Des défauts
Dès que l’on est tombé en quelque défaut ou que l’on s’est égaré, il faut se tourner au-dedans, parce que, cette faute ayant détourné de Dieu, on doit au plus tôt se tourner vers Lui et souffrir la pénitence qu’il impose lui-même. Il est très important38 de ne pas s’inquiéter pour les défauts, parce que l’inquiétude ne vient que d’un orgueil secret et d’un amour de notre [propre] excellence. Nous avons du mal à sentir ce que nous sommes. Si nous nous décourageons, nous nous affaiblissons davantage, et la réflexion que nous faisons sur nos fautes produit un chagrin qui est pire que la faute elle-même.

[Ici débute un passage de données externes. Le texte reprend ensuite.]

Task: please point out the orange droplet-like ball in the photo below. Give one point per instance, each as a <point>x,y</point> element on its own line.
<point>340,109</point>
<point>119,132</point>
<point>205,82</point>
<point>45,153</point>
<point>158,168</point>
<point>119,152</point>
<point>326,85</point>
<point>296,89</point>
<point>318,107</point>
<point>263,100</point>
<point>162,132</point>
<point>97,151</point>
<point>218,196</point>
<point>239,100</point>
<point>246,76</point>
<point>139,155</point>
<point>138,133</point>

Une âme véritablement humble ne s’étonne pas de ses faiblesses. Et plus elle se voit misérable, plus elle s’abandonne à Dieu et tâche de se tenir auprès de Lui, voyant le besoin qu’elle a de son secours. Nous devons d’autant plus tenir cette conduite que Dieu nous dit lui-même : Je vous ferai entendre ce que vous devez faire. Je vous enseignerai le chemin par lequel vous devez marcher et j’aurai sans cesse l’œil sur vous pour vous conduire. Ps. 32, 8.